The tournament sample is already pointing under
All four NCAA tournament games played by Duke and St John's have finished at 139 or lower. Duke beat Siena 71-65 and TCU 81-58. St John's beat Northern Iowa 79-53 and then grinded out a 67-65 win over Kansas. That is not a one-game fluke. That is a clear pattern across both sides of this matchup.
Duke is defending at an under pace
Duke comes in at 34-2 with a season average of 81.9 points scored and just 63.1 allowed. The more relevant split is the recent one. Over the last 10 games, Blue Devils games are averaging 142.1 total points and opponents are scoring only 62.8 per game. That matters for this number because 142.5 leaves almost no room for a normal cold stretch.
The NCAA tournament tape backs it up. Siena shot 38% against Duke and scored 65. TCU shot 33% and scored 58. Duke does not need an elite offensive night to cash an under when the defense is forcing every possession into the half court.
St John's is pulling games into the mud
St John's owns a 30-6 record and has allowed 69.4 points per game on the season. Again, the sharper angle is recent form. Over the last 10 games, Red Storm games are averaging only 136.0 total points, with opponents scoring 62.5 per game. Over the last five, that total sits at 138.2.
The last two tournament wins were both clean under games. Northern Iowa managed 53 points and shot 39% from the field with only 21% from three. Kansas got to 65, but St John's forced 16 turnovers and never let that game breathe. When this team gets a game onto its terms, the score shrinks fast.
The obvious over case is built on old context
The easy pushback is that these are two offenses that score more than 81 points per game. That is true in the full season sample. Duke averages 82.3 in its season stats and St John's sits at 81.6. The problem with the over argument is that it leans on a broader sample than this spot deserves.
There was no regular-season meeting between these teams. This is a neutral-site tournament game in Washington, not a random January conference night with a familiar gym and a softer whistle. The recent defensive numbers are the cleaner read. Duke has held opponents below 66 in three of its last four neutral-site games. St John's has held all three of its last opponents to 68 or fewer.

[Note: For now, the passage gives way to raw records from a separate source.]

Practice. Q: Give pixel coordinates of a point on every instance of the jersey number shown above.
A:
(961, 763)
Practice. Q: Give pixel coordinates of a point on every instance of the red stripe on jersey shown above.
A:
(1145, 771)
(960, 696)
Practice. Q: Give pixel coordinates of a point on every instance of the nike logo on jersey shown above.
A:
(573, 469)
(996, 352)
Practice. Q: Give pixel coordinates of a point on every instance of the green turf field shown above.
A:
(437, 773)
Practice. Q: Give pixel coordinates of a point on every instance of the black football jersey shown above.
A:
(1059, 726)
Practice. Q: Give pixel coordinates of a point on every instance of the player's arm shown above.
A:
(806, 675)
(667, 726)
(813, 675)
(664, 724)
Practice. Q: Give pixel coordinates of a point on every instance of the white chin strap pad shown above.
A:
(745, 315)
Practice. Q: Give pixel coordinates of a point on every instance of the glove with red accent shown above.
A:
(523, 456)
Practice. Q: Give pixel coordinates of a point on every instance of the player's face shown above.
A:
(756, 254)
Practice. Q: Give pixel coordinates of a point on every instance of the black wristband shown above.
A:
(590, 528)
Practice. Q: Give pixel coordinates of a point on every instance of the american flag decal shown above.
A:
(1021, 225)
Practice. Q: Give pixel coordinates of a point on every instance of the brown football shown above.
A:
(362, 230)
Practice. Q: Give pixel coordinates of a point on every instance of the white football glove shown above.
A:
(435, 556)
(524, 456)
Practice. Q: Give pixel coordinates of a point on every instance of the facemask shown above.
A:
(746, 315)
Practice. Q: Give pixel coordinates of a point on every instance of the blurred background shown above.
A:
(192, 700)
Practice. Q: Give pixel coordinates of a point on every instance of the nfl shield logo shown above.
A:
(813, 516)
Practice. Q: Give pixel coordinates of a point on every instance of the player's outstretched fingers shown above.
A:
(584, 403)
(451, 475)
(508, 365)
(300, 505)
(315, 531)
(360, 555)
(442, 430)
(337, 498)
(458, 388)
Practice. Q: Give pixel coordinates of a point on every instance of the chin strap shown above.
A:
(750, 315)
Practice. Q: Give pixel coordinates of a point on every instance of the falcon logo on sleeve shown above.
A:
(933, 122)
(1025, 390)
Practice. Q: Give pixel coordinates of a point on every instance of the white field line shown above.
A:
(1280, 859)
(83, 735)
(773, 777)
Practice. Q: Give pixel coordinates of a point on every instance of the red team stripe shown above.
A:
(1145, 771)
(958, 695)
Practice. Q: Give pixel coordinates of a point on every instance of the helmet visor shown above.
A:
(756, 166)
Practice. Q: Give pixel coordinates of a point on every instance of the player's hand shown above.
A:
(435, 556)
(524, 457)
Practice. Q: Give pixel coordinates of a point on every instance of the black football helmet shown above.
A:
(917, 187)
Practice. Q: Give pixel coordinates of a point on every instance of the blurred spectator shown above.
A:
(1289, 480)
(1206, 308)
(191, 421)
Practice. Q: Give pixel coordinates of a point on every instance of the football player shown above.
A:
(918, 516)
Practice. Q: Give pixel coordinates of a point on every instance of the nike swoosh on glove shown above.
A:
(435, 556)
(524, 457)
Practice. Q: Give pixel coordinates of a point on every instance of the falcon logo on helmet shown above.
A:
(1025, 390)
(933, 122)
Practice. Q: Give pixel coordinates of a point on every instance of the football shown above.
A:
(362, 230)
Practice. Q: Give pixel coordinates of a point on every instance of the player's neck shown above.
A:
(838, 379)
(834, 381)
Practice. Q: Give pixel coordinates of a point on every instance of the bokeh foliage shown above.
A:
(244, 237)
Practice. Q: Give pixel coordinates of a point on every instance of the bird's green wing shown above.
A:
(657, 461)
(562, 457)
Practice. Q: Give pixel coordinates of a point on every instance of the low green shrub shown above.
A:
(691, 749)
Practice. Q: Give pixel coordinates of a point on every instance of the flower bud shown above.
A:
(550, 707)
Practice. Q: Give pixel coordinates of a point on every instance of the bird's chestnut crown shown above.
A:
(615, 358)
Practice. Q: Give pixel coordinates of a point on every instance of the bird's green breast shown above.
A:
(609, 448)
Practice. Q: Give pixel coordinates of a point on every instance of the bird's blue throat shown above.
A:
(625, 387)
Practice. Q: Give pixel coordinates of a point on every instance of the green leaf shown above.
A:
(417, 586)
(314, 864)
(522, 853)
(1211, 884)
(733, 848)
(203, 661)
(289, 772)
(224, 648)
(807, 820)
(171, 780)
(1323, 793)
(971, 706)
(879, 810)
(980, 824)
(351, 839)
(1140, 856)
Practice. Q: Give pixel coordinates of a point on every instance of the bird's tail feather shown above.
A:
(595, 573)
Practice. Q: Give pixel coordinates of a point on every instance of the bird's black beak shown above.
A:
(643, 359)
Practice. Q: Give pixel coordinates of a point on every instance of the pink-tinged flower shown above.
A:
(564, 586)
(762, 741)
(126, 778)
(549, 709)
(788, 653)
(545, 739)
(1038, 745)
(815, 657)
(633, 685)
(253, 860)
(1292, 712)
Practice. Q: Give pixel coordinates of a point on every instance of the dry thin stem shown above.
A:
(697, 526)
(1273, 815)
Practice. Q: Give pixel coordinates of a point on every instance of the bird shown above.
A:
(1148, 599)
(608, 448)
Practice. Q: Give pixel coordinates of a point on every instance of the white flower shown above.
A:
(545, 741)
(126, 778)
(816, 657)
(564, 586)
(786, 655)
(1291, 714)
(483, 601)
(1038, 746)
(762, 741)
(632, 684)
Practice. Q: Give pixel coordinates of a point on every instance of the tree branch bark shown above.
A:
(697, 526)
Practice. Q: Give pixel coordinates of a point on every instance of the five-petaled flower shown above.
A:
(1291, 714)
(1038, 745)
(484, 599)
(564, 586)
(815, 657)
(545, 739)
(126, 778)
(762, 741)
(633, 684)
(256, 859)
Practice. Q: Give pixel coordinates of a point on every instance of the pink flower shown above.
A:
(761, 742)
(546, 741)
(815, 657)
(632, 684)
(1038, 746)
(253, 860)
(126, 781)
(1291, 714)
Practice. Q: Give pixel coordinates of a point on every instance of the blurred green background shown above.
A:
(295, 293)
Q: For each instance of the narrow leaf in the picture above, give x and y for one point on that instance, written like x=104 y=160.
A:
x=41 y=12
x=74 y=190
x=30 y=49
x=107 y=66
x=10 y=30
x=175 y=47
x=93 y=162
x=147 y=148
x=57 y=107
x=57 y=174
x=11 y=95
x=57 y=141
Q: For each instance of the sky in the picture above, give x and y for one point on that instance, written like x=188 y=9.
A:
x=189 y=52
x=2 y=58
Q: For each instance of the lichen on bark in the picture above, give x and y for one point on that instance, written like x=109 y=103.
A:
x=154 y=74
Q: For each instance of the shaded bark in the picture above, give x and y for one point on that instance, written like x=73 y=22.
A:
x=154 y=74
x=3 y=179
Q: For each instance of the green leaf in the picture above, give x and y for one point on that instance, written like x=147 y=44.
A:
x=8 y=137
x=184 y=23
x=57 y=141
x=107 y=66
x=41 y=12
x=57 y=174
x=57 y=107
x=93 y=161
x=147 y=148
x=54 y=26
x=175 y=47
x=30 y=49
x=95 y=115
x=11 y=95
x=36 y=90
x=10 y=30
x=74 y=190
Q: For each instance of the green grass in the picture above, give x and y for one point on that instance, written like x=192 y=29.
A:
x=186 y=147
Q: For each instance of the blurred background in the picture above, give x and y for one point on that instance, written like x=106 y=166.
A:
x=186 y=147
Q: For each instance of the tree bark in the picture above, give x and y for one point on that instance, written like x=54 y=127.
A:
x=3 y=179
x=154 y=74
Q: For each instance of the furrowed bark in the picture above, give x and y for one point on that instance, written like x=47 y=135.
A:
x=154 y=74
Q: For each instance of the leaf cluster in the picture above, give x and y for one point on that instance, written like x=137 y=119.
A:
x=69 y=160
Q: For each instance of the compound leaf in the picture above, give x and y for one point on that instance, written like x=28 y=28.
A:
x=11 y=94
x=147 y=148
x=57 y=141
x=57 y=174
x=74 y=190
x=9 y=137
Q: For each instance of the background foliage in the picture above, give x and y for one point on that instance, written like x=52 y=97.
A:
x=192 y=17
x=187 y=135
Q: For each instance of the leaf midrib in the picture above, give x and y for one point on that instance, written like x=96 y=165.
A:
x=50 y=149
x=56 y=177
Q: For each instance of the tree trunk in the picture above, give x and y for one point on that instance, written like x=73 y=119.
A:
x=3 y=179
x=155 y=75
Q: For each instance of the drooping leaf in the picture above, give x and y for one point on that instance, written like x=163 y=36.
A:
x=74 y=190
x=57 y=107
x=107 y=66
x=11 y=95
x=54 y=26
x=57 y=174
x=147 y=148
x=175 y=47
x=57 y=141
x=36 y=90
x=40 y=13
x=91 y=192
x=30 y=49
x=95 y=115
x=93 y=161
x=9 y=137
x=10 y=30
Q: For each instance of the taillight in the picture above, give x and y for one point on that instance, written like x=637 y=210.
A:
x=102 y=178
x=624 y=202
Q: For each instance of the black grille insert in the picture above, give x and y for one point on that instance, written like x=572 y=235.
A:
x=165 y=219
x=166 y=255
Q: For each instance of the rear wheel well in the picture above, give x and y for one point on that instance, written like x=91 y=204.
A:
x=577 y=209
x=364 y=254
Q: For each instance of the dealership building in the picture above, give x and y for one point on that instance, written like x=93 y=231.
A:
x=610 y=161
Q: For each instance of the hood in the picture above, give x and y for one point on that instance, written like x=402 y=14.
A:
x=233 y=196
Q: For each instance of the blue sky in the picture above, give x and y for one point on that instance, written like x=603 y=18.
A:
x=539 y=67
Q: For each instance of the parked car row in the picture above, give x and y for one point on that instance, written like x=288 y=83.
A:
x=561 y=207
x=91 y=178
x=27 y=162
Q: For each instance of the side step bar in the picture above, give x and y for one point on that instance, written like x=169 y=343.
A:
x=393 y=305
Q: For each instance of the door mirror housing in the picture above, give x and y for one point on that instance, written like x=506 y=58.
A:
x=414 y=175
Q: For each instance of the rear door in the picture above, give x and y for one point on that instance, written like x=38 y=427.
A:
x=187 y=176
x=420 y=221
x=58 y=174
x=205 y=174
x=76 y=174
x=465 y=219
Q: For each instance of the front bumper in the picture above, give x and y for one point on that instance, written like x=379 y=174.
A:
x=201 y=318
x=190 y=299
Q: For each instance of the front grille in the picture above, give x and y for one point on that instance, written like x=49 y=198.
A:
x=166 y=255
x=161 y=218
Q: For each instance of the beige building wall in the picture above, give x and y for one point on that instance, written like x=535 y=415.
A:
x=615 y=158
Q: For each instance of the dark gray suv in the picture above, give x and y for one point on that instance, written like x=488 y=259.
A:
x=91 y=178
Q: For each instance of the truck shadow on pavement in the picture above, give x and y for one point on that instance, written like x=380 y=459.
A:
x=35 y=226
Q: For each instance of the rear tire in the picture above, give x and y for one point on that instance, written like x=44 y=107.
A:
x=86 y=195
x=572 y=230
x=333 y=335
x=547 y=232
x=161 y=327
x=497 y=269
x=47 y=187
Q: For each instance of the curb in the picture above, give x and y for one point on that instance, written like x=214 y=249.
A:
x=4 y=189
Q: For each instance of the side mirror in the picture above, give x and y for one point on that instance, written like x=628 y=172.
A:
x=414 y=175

Neutral floor scoring has been more manageable than the raw averages suggest
Duke's last four neutral-site games have landed at 134, 144, 136 and 139. Three of those four stayed under 142.5. St John's has played two NCAA tournament games on a neutral floor and both landed at 132. That matters because this total does not need a dead game to miss. It only needs one extended drought from either side.
There are no current injuries listed for either team, which is good news for defense. No missing rim protection. No missing perimeter stopper. Both sides are bringing their full identity into this game.
The one thing that can beat this under
Duke can still put a crooked number on the board when the jumpers fall. St John's also had recent games that reached 146 and 157. That is the danger with any number in the low 140s. One hot half can ruin solid under logic.
Still, the recent tournament evidence keeps dragging this game back toward the 130s. Four NCAA games, four finishes at 139 or lower. Duke has allowed 62.8 per game over its last 10. St John's is at 62.5 over the same span. That is enough to side with the under instead of betting on a sudden pace jump.
Decision
The best case for this under is simple. Duke is defending like a title favorite. St John's is turning every game into a fight. Both teams arrive off NCAA wins that stayed comfortably below this number, and neither injury report suggests a defensive piece is missing.
Under 142.5 is not asking for chaos. It is asking both teams to keep being what they have been for the last two weeks. That has been more than enough.